Lawmakers reflect on 2020 protests in discussion of bill
Iowans across the state gathered in the summer of 2020 to protest police brutality and racism, a movement spurred by the police killing of George Floyd. Iowa lawmakers passed a bipartisan bill in June to ban chokeholds, revoke certifications for law enforcement officers who commit serious misconduct and require more training on bias and de-escalation. At the time, several lawmakers called it a “good start.”
On Wednesday, Sen. Joe Bolkcom, D-Iowa City, called Senate File 149 a “huge disappointment” after the 2020 legislation. “You have broken your promise to Iowans that thought we would act,” said Bolkcom.
Under the new bill, several protest-related crimes like unlawful assembly, criminal mischief or disorderly conduct would have more severe penalties. Individuals arrested for those crimes would be held in jail for at least 24 hours, which Garrett called a “cooling-off period.”
The legislation would also exempt drivers from civil liability if they accidentally hit protesters with their vehicle, as a driver for Reynolds did in June.
Democrats objected strongly to the legislation in Wednesday’s committee.

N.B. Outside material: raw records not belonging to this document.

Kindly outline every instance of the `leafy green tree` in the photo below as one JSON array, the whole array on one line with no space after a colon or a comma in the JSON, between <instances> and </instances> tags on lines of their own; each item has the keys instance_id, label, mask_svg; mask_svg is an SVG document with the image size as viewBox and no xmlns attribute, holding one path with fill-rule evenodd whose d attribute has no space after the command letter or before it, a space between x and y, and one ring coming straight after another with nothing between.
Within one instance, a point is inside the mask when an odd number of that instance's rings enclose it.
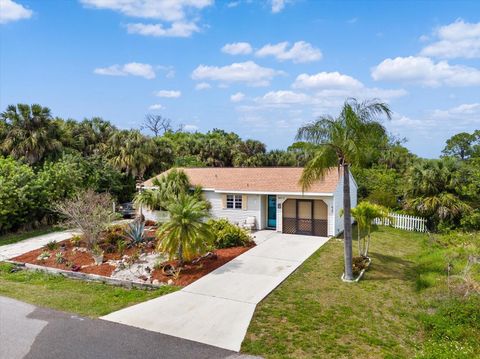
<instances>
[{"instance_id":1,"label":"leafy green tree","mask_svg":"<svg viewBox=\"0 0 480 359\"><path fill-rule=\"evenodd\" d=\"M425 216L436 230L440 223L457 225L471 207L457 194L459 179L455 176L460 164L445 158L422 160L407 172L405 208Z\"/></svg>"},{"instance_id":2,"label":"leafy green tree","mask_svg":"<svg viewBox=\"0 0 480 359\"><path fill-rule=\"evenodd\" d=\"M40 105L10 105L0 115L3 122L1 149L15 159L30 165L48 155L56 155L62 144L50 109Z\"/></svg>"},{"instance_id":3,"label":"leafy green tree","mask_svg":"<svg viewBox=\"0 0 480 359\"><path fill-rule=\"evenodd\" d=\"M475 133L457 133L447 140L447 144L442 150L442 153L446 156L457 157L464 161L473 154L473 145L479 140L480 137L478 137Z\"/></svg>"},{"instance_id":4,"label":"leafy green tree","mask_svg":"<svg viewBox=\"0 0 480 359\"><path fill-rule=\"evenodd\" d=\"M348 99L337 118L320 117L297 132L297 140L308 142L314 149L312 159L306 164L301 177L305 190L322 179L332 167L338 167L343 173L346 280L353 280L350 166L364 163L365 154L370 152L378 138L385 136L385 129L379 122L381 116L391 117L391 111L385 103Z\"/></svg>"},{"instance_id":5,"label":"leafy green tree","mask_svg":"<svg viewBox=\"0 0 480 359\"><path fill-rule=\"evenodd\" d=\"M187 194L192 187L185 172L176 168L166 174L154 178L154 189L147 189L137 193L135 202L148 206L153 210L165 209L179 196Z\"/></svg>"},{"instance_id":6,"label":"leafy green tree","mask_svg":"<svg viewBox=\"0 0 480 359\"><path fill-rule=\"evenodd\" d=\"M138 130L113 133L108 140L110 162L132 177L142 179L154 161L154 144Z\"/></svg>"},{"instance_id":7,"label":"leafy green tree","mask_svg":"<svg viewBox=\"0 0 480 359\"><path fill-rule=\"evenodd\" d=\"M185 260L205 253L213 243L213 232L205 223L209 217L208 208L204 201L181 194L167 209L169 220L157 232L158 249L168 253L170 258L176 256L182 267Z\"/></svg>"},{"instance_id":8,"label":"leafy green tree","mask_svg":"<svg viewBox=\"0 0 480 359\"><path fill-rule=\"evenodd\" d=\"M41 190L30 166L0 157L0 233L35 226Z\"/></svg>"}]
</instances>

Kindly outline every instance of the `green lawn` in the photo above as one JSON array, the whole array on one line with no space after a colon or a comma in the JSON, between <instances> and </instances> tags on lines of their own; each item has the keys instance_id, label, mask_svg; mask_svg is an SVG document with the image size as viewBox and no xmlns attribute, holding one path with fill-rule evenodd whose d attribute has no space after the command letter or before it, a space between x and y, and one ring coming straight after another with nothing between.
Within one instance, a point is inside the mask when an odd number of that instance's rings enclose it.
<instances>
[{"instance_id":1,"label":"green lawn","mask_svg":"<svg viewBox=\"0 0 480 359\"><path fill-rule=\"evenodd\" d=\"M480 352L480 299L439 299L448 293L446 254L432 248L427 235L381 228L373 234L364 279L344 284L343 243L330 240L259 304L242 352L266 358L474 357Z\"/></svg>"},{"instance_id":2,"label":"green lawn","mask_svg":"<svg viewBox=\"0 0 480 359\"><path fill-rule=\"evenodd\" d=\"M23 241L24 239L41 236L43 234L48 234L52 232L63 231L64 228L61 227L47 227L47 228L40 228L34 229L28 232L19 232L19 233L8 233L5 235L0 236L0 246L4 246L6 244L16 243Z\"/></svg>"},{"instance_id":3,"label":"green lawn","mask_svg":"<svg viewBox=\"0 0 480 359\"><path fill-rule=\"evenodd\" d=\"M173 286L153 291L125 289L40 272L11 273L12 268L10 264L0 263L0 295L89 317L99 317L178 290Z\"/></svg>"}]
</instances>

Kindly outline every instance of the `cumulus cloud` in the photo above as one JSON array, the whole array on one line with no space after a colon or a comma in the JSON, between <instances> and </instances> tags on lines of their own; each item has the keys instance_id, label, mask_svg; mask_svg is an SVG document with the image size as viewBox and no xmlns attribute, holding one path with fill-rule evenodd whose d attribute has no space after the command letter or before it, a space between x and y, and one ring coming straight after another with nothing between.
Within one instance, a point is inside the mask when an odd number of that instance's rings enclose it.
<instances>
[{"instance_id":1,"label":"cumulus cloud","mask_svg":"<svg viewBox=\"0 0 480 359\"><path fill-rule=\"evenodd\" d=\"M195 86L195 90L207 90L212 86L208 82L200 82Z\"/></svg>"},{"instance_id":2,"label":"cumulus cloud","mask_svg":"<svg viewBox=\"0 0 480 359\"><path fill-rule=\"evenodd\" d=\"M289 0L270 0L272 12L274 14L281 12L289 2Z\"/></svg>"},{"instance_id":3,"label":"cumulus cloud","mask_svg":"<svg viewBox=\"0 0 480 359\"><path fill-rule=\"evenodd\" d=\"M156 104L151 105L148 109L152 110L152 111L164 110L165 106L163 106L159 103L156 103Z\"/></svg>"},{"instance_id":4,"label":"cumulus cloud","mask_svg":"<svg viewBox=\"0 0 480 359\"><path fill-rule=\"evenodd\" d=\"M29 19L33 11L12 0L0 0L0 24Z\"/></svg>"},{"instance_id":5,"label":"cumulus cloud","mask_svg":"<svg viewBox=\"0 0 480 359\"><path fill-rule=\"evenodd\" d=\"M252 46L248 42L233 42L222 47L222 52L229 55L248 55L252 51Z\"/></svg>"},{"instance_id":6,"label":"cumulus cloud","mask_svg":"<svg viewBox=\"0 0 480 359\"><path fill-rule=\"evenodd\" d=\"M112 65L109 67L99 67L93 70L97 75L107 76L140 76L148 80L155 78L155 70L152 65L139 62L130 62L125 65Z\"/></svg>"},{"instance_id":7,"label":"cumulus cloud","mask_svg":"<svg viewBox=\"0 0 480 359\"><path fill-rule=\"evenodd\" d=\"M294 63L318 61L322 58L322 52L305 41L297 41L290 48L287 41L278 44L267 44L257 50L258 57L273 56L279 61L290 60Z\"/></svg>"},{"instance_id":8,"label":"cumulus cloud","mask_svg":"<svg viewBox=\"0 0 480 359\"><path fill-rule=\"evenodd\" d=\"M198 130L198 126L197 125L185 125L185 126L183 126L183 130L188 131L188 132L195 132L195 131Z\"/></svg>"},{"instance_id":9,"label":"cumulus cloud","mask_svg":"<svg viewBox=\"0 0 480 359\"><path fill-rule=\"evenodd\" d=\"M164 27L162 24L127 24L129 34L138 34L154 37L190 37L194 32L200 29L193 22L175 22L170 27Z\"/></svg>"},{"instance_id":10,"label":"cumulus cloud","mask_svg":"<svg viewBox=\"0 0 480 359\"><path fill-rule=\"evenodd\" d=\"M230 96L230 101L232 102L240 102L245 98L245 94L243 92L234 93Z\"/></svg>"},{"instance_id":11,"label":"cumulus cloud","mask_svg":"<svg viewBox=\"0 0 480 359\"><path fill-rule=\"evenodd\" d=\"M425 86L479 86L480 70L450 65L447 61L435 63L428 57L396 57L385 59L372 69L374 80L419 83Z\"/></svg>"},{"instance_id":12,"label":"cumulus cloud","mask_svg":"<svg viewBox=\"0 0 480 359\"><path fill-rule=\"evenodd\" d=\"M189 37L199 31L195 11L211 6L213 0L80 0L86 7L108 9L126 16L159 20L162 23L127 24L131 34L144 36ZM192 15L193 13L193 15Z\"/></svg>"},{"instance_id":13,"label":"cumulus cloud","mask_svg":"<svg viewBox=\"0 0 480 359\"><path fill-rule=\"evenodd\" d=\"M155 96L163 98L178 98L182 96L182 92L177 90L160 90L155 93Z\"/></svg>"},{"instance_id":14,"label":"cumulus cloud","mask_svg":"<svg viewBox=\"0 0 480 359\"><path fill-rule=\"evenodd\" d=\"M314 75L298 75L292 86L294 88L354 89L363 85L357 79L339 72L319 72Z\"/></svg>"},{"instance_id":15,"label":"cumulus cloud","mask_svg":"<svg viewBox=\"0 0 480 359\"><path fill-rule=\"evenodd\" d=\"M250 86L268 86L270 81L283 74L253 61L233 63L227 66L200 65L192 72L194 80L211 80L225 83L245 83Z\"/></svg>"},{"instance_id":16,"label":"cumulus cloud","mask_svg":"<svg viewBox=\"0 0 480 359\"><path fill-rule=\"evenodd\" d=\"M305 104L311 102L311 98L304 93L280 90L267 92L256 98L256 102L265 105Z\"/></svg>"},{"instance_id":17,"label":"cumulus cloud","mask_svg":"<svg viewBox=\"0 0 480 359\"><path fill-rule=\"evenodd\" d=\"M480 58L480 22L459 19L435 31L437 41L420 52L423 56L441 58Z\"/></svg>"}]
</instances>

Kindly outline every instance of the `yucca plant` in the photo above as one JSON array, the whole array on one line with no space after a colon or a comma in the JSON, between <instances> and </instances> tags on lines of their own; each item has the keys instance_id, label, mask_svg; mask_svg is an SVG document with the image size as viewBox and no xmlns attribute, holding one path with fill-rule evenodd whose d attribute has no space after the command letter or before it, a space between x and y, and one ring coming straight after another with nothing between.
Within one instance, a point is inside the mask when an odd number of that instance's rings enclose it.
<instances>
[{"instance_id":1,"label":"yucca plant","mask_svg":"<svg viewBox=\"0 0 480 359\"><path fill-rule=\"evenodd\" d=\"M130 239L132 245L137 245L145 239L144 234L145 223L141 221L133 221L128 224L125 229L126 236Z\"/></svg>"}]
</instances>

Bisignano spoke about the “peaceful summer” of protests around Des Moines. He recalled a diverse group of people gathering to protest police brutality and racism, including “old hippies” like him who remembered civil rights protests of the 1960s.
“I take this (bill) as an assault on my district and my city,” Bisignano said.
Garrett responded that the bill was not meant to restrict First Amendment rights, but is intended to focus on criminal activity that does not constitute free speech.
“(The First Amendment) doesn’t protect your right to go out and burn your neighbor’s property, assault your neighbor, loot your neighbor’s store,” he said.
Garrett emphasized the importance of supporting police in his closing statement.
“We don’t have a civil society if we don’t have protection from the bad guys, from the criminals,” he said.